評価できない理由は、この小説が作中作にドイツ人が書いた小説を入れ子状に配置した構造にもかかわらず、この作中作がどうしても日本人が書いた日本人向けの小説に見えてしまうところだ。外国舞台の小説を書く場合、背景説明をどうするかは実際のところ悩ましい問題だとは思う。私の場合、作中作が本当にドイツ人が書いた小説なら当然しないだろう、説明的記述がどうしても気になってだな…。ローマ帝国を書きたかった七生たんがあえて小説という形式を捨ててあの萌え語りという書き口を選んだ理由がわかる。
以下ネタバレありなのでご注意あれ。
壮大なミステリ仕立てなのに謎解きに関してはあまり精密に読んでないザルでアレなのだが、あとがきにかえてを読む限り、作中作の登場人物がそれぞれ実際の人物に一対一では対応しないんじゃないかなあと思う。
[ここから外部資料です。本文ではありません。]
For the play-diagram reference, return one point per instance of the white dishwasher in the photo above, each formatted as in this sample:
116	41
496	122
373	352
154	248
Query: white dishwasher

もともと作中作で「ギュンター」と呼ばれているキャラクターはいなくて、フランツのことを「ギュンター」と呼んでいるだけかもしれないし、作中作で「クラウス」として描写されている小男(そして訳者が会った著者だという人物)が、実際は「ギュンター」という名前を持った貴族で、それを「クラウス」として作中ではカモフラージュしているだけかもしれないとも思う。で、随所に出てくる黒衣の人物は最後のカストラートで、クラウス(=ギュンター)がいろいろ手を尽くして生きながらえさせているのかもなあとも思う。作中の挿入歌は『ファウスト』のものらしいし、『ファウスト』を読んでたらもうちょっとわかったかもしれない。教養って必要だね。